Keywords

1 Introduction

Drive recorders are used to investigate the causes of traffic accidents and to improve drivers’ safety awareness. With the increasing presence of more advanced drive recorders , a large variety of driving data , including video images and sensor signals such as vehicle velocity and acceleration, can be continuously recorded and stored. Although these advances may contribute to traffic safety, the increasing amount of driving data complicates retrieval of desired information from large databases. Some researchers have studied methods for recognizing driving events, such as lane changing and passing, using HMM-based dynamic models [13]. In our previous work, a similarity-based retrieval system for finding driving data was proposed [4]. However, since our method used differences in histograms of driving behavior signals as the similarity measurement , it did not efficiently use dynamic information from driving scenes for retrieval. In this chapter, we study two driving scene retrieval systems that utilize dynamic information from driving scenes.

In the first study, we focus on driving behavior signals. The first retrieval system captures dynamic information from driving scenes by directly using sequences of driving behavior signals and utilizes changes in these signals over time. Six kinds of driving behavior signals (velocity, longitudinal and lateral acceleration, gas and brake pedal pressures, and steering angle) are used for calculating similarity between driving scenes. We compared the use of both early and late integration to integrate these signals.

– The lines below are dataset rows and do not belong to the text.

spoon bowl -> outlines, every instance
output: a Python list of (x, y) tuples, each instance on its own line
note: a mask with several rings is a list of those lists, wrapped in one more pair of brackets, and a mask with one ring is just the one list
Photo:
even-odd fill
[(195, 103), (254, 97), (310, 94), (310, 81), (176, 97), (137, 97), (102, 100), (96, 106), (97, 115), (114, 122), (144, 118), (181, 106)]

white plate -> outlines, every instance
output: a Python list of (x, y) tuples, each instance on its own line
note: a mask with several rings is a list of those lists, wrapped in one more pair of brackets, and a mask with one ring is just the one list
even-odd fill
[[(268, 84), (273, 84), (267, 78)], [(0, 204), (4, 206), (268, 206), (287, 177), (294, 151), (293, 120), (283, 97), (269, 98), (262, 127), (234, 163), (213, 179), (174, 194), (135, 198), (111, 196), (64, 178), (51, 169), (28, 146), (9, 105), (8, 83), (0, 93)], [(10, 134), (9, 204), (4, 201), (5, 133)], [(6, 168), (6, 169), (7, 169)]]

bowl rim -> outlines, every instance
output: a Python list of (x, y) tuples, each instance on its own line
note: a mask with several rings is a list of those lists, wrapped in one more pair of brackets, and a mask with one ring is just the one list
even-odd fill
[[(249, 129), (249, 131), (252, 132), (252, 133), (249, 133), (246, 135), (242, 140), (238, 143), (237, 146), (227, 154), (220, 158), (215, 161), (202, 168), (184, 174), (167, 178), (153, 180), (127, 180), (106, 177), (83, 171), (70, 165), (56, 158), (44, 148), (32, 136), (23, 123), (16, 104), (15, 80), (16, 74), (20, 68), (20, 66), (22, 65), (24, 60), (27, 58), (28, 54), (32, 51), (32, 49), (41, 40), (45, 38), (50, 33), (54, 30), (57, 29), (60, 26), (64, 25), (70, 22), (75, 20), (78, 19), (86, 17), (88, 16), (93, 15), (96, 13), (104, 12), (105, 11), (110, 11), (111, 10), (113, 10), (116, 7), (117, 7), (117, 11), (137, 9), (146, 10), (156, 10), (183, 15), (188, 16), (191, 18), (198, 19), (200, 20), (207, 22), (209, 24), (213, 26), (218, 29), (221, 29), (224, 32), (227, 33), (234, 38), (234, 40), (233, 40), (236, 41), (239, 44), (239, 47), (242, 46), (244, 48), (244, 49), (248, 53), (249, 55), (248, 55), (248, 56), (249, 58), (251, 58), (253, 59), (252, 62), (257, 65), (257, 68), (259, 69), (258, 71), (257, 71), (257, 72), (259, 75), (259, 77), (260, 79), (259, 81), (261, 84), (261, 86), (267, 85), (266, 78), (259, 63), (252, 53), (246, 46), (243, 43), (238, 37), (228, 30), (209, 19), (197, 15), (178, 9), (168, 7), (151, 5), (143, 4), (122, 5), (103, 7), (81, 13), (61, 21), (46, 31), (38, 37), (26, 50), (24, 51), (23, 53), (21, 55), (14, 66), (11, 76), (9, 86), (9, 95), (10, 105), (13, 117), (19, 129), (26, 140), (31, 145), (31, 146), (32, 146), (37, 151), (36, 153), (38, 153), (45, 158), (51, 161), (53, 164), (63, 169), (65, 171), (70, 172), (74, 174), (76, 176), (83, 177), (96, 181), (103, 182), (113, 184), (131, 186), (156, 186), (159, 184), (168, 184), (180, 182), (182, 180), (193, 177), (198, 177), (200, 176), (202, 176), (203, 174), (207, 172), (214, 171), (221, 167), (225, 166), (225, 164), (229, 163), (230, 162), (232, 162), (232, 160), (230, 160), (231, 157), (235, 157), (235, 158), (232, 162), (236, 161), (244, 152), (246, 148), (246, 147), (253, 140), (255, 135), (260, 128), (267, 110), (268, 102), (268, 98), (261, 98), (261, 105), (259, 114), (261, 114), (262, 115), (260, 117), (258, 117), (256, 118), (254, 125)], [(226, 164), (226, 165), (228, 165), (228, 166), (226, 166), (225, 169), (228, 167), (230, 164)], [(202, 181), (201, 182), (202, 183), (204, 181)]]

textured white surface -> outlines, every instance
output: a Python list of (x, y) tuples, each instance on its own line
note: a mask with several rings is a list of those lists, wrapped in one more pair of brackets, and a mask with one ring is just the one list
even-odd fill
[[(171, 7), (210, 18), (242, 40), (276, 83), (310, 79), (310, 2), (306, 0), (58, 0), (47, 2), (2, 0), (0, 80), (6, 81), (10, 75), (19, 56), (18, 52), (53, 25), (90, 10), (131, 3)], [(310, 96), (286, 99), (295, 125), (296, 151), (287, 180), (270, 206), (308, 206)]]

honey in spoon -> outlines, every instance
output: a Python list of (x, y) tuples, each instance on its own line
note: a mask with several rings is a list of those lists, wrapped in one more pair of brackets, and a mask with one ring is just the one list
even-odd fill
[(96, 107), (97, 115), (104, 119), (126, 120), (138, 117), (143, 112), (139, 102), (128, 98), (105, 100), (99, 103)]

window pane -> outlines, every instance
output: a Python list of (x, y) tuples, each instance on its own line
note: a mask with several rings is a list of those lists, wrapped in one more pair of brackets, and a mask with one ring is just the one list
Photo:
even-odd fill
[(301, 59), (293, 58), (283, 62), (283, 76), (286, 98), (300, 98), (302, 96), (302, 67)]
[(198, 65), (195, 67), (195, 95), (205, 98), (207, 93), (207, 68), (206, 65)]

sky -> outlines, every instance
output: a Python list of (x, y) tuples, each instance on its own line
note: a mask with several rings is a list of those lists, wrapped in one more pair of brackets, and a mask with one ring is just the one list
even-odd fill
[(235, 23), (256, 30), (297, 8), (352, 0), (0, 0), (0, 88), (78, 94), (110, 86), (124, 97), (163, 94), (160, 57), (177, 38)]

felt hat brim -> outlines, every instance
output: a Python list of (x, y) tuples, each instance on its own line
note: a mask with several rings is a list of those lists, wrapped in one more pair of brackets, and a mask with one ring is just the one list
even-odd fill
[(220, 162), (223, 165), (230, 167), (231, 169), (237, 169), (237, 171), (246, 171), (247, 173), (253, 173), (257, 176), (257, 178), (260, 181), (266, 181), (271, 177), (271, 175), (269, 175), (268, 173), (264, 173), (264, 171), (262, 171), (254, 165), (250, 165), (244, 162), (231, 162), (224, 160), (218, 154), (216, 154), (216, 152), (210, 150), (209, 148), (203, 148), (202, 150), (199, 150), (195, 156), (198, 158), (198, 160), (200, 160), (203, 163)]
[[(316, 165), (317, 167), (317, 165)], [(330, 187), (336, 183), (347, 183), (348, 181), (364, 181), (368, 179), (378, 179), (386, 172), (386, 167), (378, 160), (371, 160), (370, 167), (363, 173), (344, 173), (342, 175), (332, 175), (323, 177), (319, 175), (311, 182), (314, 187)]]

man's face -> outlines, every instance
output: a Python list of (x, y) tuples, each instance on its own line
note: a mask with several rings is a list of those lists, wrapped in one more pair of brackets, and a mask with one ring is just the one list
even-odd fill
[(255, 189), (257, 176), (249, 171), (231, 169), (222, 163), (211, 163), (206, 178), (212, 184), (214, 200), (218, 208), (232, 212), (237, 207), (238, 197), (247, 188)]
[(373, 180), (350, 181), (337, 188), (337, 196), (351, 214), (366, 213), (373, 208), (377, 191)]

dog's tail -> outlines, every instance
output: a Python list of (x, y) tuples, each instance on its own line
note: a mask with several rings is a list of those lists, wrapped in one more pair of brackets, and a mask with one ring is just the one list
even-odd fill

In the second study, we focus on environmental driving data that is collected from the road and surrounding vehicles. The second retrieval system uses a similarity measure to compare the road configuration and motion of surrounding vehicles. Positions of surrounding vehicles and roadside barriers are detected with laser scanners mounted on the front and back of an instrumented vehicle, and the velocities of surrounding vehicles are estimated from their relative positions to the vehicle. Each scanned frame of a driving scene is categorized based on three general features, i.e., road type, congestion level, and the positions of surrounding objects. Also, the motion of each surrounding vehicle is tracked to obtain its motion features, so we can measure the similarity between vehicles. Categorization results and detected vehicle path are integrated to measure similarity between driving scenes.

2 Data Collection

The driving data used in our study was collected on real roads and was recorded using the instrumented vehicle shown in Fig. 14.1. The collected signals included velocity [km/h], longitudinal and lateral acceleration [G], gas and brake pedal pressures [N], and steering wheel angle [deg]. Two laser scanners were mounted on the front and back of the vehicle to detect surrounding objects. The laser scanners covered 80° arcs at both the front and back of the vehicle, to an effective range of about 100 m to the front and 55 m to the rear. A Kalman filter was employed to predict the motions of objects in blind areas. In order to assist in the subjective confirmation of retrieved scenes, synchronously recorded front and driver’s feet scenes, as well as a 360° panoramic scene of the surroundings from an omnidirectional camera, were also available for every retrieved scene.

Fig. 14.1
figure 1

Instrumented vehicle used for driving data collection [8]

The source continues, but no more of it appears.